8. In view of the above conclusion that we have reached concerning the applicability and scope of Sub-section (6) of Section 24 of the Code it is manifest that there is no merit in the contentions raised by the petitioner against Exts. P2 and P3, whereby respondents 2 and 3 were appointed as Additional Prosecutors in the courts at Parur and Ernakulam respectively. Hence the reliefs of quo war-ranto and certiorari prayed for by the petitioner will stand disallowed. The further prayer of the petitioner for the issuance of a writ of mandamus directing the State Government to effect appointments to the posts of Public Prosecutor and Additional Public Prosecutor in accordance with Sub-section (6) of Section 24 of the Code has only to be rejected in the light of our conclusion that Sub-section (6) of Section 24 has no applicability at all in this State.

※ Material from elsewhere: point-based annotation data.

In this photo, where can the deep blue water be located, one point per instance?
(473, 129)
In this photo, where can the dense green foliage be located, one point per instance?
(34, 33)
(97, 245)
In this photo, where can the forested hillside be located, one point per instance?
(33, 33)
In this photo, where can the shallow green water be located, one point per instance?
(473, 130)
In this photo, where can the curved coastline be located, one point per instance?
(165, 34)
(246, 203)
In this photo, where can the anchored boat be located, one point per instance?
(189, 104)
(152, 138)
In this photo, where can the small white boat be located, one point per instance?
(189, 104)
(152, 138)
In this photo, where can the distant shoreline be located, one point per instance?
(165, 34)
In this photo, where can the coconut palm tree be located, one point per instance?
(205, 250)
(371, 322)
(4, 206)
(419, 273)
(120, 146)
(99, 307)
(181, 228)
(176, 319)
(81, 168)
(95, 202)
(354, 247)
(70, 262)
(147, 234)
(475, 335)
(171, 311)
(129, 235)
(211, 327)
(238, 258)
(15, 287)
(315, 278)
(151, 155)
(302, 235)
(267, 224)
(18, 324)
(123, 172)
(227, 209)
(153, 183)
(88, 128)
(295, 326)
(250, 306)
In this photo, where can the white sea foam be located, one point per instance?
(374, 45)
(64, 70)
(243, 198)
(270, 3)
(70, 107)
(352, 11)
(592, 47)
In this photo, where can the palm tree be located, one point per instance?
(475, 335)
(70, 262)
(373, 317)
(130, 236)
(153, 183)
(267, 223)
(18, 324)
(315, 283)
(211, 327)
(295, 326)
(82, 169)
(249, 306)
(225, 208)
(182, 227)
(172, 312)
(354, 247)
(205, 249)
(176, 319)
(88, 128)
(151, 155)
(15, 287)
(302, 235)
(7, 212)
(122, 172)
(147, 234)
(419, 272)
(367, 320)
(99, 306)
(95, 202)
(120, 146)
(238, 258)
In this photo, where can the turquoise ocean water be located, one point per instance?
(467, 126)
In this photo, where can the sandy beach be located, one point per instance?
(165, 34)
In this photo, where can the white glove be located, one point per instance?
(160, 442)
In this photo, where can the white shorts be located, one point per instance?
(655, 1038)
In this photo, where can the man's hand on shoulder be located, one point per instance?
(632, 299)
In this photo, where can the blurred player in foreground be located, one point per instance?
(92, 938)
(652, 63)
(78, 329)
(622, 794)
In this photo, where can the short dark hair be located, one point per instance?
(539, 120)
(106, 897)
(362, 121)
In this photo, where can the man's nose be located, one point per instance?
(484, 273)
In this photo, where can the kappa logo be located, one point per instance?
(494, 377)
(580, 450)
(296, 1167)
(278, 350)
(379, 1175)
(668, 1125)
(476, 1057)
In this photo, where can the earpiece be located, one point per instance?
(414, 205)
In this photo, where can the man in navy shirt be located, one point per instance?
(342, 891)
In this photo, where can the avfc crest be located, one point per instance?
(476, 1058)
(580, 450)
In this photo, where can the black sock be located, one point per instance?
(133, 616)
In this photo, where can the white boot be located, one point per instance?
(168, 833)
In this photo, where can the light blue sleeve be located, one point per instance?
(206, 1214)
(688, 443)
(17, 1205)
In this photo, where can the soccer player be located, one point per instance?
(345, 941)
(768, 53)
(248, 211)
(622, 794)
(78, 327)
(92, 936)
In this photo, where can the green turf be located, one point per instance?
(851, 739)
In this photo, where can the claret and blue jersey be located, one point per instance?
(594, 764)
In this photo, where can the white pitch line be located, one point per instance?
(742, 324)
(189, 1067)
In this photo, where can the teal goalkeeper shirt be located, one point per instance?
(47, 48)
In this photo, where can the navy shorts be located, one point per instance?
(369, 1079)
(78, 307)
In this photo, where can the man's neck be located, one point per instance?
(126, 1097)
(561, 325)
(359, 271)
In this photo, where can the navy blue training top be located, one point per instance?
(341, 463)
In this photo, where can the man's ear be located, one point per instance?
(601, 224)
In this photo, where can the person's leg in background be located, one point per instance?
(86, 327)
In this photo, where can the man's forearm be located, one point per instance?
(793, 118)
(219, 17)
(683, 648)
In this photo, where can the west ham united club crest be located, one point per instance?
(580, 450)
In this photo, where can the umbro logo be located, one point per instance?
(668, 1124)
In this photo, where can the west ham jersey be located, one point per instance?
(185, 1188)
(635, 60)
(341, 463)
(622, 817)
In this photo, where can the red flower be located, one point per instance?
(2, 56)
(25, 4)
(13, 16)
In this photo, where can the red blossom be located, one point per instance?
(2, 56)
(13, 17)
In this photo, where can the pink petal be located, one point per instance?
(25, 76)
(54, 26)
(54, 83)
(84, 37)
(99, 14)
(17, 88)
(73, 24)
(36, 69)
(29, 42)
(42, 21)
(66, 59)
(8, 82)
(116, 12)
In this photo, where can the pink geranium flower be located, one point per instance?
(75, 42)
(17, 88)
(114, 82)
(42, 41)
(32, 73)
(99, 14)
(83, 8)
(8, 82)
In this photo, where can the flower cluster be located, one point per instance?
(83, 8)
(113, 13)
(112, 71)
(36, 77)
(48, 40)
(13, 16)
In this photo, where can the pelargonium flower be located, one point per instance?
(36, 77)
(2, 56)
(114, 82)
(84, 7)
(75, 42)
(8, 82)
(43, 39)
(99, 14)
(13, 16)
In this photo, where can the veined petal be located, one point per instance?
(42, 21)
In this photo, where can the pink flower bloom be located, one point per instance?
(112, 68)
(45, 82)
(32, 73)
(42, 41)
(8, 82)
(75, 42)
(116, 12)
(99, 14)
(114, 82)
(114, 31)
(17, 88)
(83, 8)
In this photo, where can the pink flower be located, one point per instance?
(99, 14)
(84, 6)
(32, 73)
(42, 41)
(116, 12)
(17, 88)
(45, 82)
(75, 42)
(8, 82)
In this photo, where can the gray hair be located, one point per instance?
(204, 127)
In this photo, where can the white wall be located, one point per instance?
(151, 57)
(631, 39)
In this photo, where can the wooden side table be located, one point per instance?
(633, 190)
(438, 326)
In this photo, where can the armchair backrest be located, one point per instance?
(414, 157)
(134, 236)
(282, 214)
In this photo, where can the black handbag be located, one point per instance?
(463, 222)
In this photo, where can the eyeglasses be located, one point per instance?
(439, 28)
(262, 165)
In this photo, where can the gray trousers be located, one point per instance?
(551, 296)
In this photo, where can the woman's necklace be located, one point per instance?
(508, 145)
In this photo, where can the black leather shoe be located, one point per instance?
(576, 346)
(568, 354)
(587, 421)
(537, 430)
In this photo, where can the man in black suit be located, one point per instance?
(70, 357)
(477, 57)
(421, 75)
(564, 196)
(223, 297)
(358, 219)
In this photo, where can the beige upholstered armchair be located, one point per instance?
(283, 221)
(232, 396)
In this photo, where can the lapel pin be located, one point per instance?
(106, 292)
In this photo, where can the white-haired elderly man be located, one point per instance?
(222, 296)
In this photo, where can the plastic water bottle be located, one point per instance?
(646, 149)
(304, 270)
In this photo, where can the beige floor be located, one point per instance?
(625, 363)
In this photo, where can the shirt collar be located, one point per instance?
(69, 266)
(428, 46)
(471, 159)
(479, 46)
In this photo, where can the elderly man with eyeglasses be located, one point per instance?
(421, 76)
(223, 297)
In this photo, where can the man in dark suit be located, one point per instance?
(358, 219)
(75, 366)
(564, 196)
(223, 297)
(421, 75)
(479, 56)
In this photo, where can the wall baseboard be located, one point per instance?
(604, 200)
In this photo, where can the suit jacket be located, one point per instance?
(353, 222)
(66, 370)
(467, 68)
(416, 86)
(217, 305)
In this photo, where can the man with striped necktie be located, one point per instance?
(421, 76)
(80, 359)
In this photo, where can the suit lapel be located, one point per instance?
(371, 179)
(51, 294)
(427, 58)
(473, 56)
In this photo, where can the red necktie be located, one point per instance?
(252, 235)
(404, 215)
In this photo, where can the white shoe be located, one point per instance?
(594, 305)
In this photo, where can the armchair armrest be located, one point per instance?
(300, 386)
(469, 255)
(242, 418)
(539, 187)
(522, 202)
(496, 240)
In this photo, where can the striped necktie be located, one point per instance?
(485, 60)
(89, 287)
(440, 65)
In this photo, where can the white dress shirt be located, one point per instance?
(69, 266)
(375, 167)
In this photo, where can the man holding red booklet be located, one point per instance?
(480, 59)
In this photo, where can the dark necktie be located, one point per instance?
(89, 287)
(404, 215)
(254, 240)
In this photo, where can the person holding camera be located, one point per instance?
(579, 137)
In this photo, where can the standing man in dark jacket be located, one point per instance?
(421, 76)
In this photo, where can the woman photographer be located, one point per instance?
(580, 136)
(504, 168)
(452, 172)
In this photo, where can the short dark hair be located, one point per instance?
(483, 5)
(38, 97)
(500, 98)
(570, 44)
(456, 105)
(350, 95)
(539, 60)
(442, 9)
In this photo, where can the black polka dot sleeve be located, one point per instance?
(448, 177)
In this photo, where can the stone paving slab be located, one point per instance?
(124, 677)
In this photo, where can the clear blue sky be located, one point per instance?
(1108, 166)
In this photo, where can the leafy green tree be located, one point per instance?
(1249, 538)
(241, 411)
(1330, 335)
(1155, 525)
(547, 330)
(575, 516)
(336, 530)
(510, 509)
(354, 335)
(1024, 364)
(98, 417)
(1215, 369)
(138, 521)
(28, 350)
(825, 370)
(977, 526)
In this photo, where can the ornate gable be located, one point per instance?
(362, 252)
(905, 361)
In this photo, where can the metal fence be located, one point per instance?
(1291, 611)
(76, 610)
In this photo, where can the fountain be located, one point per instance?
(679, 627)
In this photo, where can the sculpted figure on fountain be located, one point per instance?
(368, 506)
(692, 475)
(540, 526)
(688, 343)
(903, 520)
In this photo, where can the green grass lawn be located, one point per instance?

9. The learned Counsel for the petitioner expressed an apprehension that the dismissal of this writ petition may operate to the prejudice of the petitioner even in the matter of his being considered for appointment as public prosecutor in accordance with the procedure laid down in Sub-sections (3) to (5) read with Sub-section (9) of Section 24. We see no basis at all for any such apprehension.

10. This writ petition accordingly fails and it is hereby dismissed. The parties will bear their respective costs.

11. Immediately after the pronouncement of this judgment, the learned Counsel appearing for the petitioner orally prayed under Article 134-A of the Constitution for the grant of a certificate under Article 133(1) to enable his client to carry the matter up in appeal before the Supreme Court. Since the case involves a substantial question of law of general importance concerning the interpretation of Sub-section (6) of Section 24 of the Code of Criminal Procedure, 1973 on which we consider an authoritative pronouncement by the Supreme Court is necessary, we allow the petitioner's prayer and direct the issuance of a certificate as requested for.

12. Issue a carbon copy of this judgment to the learned Counsel for the petitioner on payment of the requisite charges.